Además de las diferentes voces, ¿qué otro elemento considerás importante para un escritor?

–Escribir requiere tener los ojos muy abiertos, mirar, mirar. Para mí es muy importante la observación de la gente, me gusta mirar cómo somos. Cada libro que se escribe es fundamental. Si uno desea y siente la necesidad de dedicarse al trabajo de la escritura, cada libro es fundamental. Aun de los malos se aprende y es un aprendizaje importante.

¿Cómo fue tu experiencia en el exilio?

–El exilio fue desdichado, por supuesto, pero fue corto, estuve tres años en Barcelona. Después de cierto tiempo de acostumbramiento, que fue muy doloroso, en cierta manera me adapté. En el exilio se pierden muchas cosas, la biblioteca, los libros, los familiares. Son muchas ausencias. Pero eso fue compensado por una especie de tranquilidad para el trabajo, por los amigos, que había muchos.

¿Leés mucho?

–Muchísimo. Yo no creo en los escritores que no leen, les desconfío. Leer es una manera de abrirse al mundo, a los otros, no sé si clausurando esa posibilidad uno no clausura la posibilidad de escritura, de crecimiento. El mundo es muy rico y no sé por qué rechazarlo. No alcanzan las horas para abrirse a todos los sucesos del mundo, a la pintura, a la música. La literatura tiene una riqueza enorme. Yo leí al azar, iba a la biblioteca pública y sacaba lo que me provocaba curiosidad, pero con cierta falta de modestia debo decir que ya tenía un cierto olfato para los buenos.

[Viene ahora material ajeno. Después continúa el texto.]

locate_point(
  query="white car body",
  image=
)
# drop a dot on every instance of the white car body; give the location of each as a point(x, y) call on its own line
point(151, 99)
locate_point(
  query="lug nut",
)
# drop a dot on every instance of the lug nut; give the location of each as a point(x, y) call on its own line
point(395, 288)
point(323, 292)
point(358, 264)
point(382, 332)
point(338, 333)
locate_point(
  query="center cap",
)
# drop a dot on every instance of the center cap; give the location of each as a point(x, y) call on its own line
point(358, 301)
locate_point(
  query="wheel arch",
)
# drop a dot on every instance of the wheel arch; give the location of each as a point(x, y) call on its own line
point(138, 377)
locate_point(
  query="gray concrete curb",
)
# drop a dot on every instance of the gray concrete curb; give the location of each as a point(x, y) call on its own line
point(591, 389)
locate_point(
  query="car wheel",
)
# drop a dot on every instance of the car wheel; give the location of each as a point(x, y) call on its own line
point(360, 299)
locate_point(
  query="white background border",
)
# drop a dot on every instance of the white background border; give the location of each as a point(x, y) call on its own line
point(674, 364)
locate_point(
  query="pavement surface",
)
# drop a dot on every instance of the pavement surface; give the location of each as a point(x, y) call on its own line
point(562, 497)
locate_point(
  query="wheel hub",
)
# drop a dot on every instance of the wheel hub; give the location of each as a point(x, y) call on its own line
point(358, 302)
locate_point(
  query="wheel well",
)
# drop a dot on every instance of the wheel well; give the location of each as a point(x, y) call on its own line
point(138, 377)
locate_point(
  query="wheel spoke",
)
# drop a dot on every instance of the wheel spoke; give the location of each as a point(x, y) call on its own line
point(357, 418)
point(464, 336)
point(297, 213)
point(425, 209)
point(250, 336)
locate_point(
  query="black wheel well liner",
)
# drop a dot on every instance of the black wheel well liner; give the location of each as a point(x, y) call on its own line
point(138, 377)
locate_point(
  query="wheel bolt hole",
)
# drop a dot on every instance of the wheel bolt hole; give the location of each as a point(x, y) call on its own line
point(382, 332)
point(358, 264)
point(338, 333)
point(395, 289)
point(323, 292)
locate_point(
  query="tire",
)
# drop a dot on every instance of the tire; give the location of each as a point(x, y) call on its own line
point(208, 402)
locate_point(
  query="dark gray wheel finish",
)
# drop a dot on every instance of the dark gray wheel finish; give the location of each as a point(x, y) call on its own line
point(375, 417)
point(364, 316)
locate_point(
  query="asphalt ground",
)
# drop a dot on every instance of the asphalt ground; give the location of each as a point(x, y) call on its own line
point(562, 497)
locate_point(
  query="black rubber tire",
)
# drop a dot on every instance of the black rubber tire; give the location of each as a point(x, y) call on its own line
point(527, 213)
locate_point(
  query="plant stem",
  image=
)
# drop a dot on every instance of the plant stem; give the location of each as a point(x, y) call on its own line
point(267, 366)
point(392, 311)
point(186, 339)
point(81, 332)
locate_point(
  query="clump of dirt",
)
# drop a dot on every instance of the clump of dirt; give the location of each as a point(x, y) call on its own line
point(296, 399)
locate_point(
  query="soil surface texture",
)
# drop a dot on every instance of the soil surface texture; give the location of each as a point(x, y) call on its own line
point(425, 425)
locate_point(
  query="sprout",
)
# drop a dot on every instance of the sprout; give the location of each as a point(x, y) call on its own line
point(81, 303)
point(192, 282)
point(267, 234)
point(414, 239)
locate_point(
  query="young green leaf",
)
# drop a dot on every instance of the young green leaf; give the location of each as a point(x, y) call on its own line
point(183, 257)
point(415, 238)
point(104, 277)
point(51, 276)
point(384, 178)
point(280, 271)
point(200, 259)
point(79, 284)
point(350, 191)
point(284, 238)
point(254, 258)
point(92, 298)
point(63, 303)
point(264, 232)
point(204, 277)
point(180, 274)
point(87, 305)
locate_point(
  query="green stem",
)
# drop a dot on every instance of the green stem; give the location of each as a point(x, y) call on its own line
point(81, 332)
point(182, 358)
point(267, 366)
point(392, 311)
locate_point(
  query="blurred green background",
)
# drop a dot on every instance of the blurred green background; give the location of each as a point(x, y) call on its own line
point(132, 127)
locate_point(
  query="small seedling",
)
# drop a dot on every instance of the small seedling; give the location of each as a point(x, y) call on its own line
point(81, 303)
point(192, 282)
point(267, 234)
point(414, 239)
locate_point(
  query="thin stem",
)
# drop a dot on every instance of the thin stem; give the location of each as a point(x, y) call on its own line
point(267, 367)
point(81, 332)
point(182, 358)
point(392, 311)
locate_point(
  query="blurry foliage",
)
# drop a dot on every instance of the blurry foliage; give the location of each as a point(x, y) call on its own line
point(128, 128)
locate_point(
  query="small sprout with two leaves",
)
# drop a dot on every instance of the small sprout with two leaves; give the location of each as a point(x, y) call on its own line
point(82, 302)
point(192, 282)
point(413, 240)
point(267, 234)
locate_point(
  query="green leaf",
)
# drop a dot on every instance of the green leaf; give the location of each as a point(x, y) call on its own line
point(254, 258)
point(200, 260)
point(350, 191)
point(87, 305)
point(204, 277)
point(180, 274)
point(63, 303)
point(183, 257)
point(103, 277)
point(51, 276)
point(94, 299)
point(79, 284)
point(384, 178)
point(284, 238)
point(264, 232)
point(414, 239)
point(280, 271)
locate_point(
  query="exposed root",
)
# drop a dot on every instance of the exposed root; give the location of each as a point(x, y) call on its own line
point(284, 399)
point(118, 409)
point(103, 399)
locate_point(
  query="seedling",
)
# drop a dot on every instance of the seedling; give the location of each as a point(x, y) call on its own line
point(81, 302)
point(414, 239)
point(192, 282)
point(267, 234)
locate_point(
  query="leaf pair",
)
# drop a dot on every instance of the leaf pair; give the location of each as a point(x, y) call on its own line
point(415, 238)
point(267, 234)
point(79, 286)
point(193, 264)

¿A qué escritores argentinos admirás?

–A muchos; tengo una profunda admiración por Libertad Demitrópulos, su Río de las congojas está a la altura de las mejores novelas del mundo. Libertad es una escritora muy injustamente relegada. No la conocí personalmente pero nos llamábamos por teléfono. La última vez que hablamos me dijo que no conseguía editorial para publicar la novela. Fijate qué cosa increíble. Su novela es una de las mejores y las editoriales se la rechazaban.

¿Cómo ves el mundo?

–El mundo es un lugar oscuro iluminado por acciones, por gente que vale, pero como está en manos de los poderosos y no de los que no tienen voz, la contemplación no provoca demasiado regocijo. Hay además una especie de prioridad mediática de lo que debe considerarse de importancia o no. Los genocidios en Africa no aparecen en los diarios, sí el atentado de las Torres Gemelas, que es mucho más espectacular.

¿Hay alguna escena de infancia que reconozcas ahora como ligada al oficio de la escritura?

–Yo sé que leía los diarios de muy chica y registraba lo que pasaba. Me parece muy importante prestar atención a lo que pasa, no pasar por el mundo sin mirar a los costados, hay que mirar tangencialmente, por lo escondido, lo ignorado, lo fragmentado. Tal vez un rasgo de la literatura de los jóvenes sea justamente ése, los autores están hablando más de sí mismo y no está la preocupación por el otro. No soy ninguna experta en los nuevos formatos, pero me pregunto respecto de la escritura de los blogs, en los que los autores posmodernos escriben todo lo que les pasa durante el día. Me pregunto por qué lo hacen y la verdad es que no le encuentro el sentido. Creo que hay que tener el pudor de uno mismo, de guardarse lo que a uno le pasa en cuanto a sufrimiento personal. Creo que eso hay que preservarlo, y si se usa es ampliando el espectro, si no la literatura y el teatro se transforman en un ejercicio narcisista.

Mientras contesta la última pregunta la Gambaro da vueltas el atado de cigarrillos en sus manos y hace crujir el papel. Cuando salimos de la casa ya está anocheciendo. En ese aire oscuro y frío del fin de la tarde, ya no son sólo las flores de la Santa Rita lo que se impone en este jardín. A esta hora, las matas de lavanda que bordean el camino a la calle, apenas uno las roza, desprenden un dulzor que se adhiere a la piel. Y aunque es suave, uno sabe que ese perfume persistirá, que no será tan fácil que se disuelva en la frialdad oscura del aire.

El misterio de dar, versión teatral del cuento de Griselda Gambaro, acaba de estrenarse en el Teatro Cervantes (Libertad 815). Mientras tanto, en librerías se encuentra la reedición de Una felicidad con menos pena, de editorial Norma.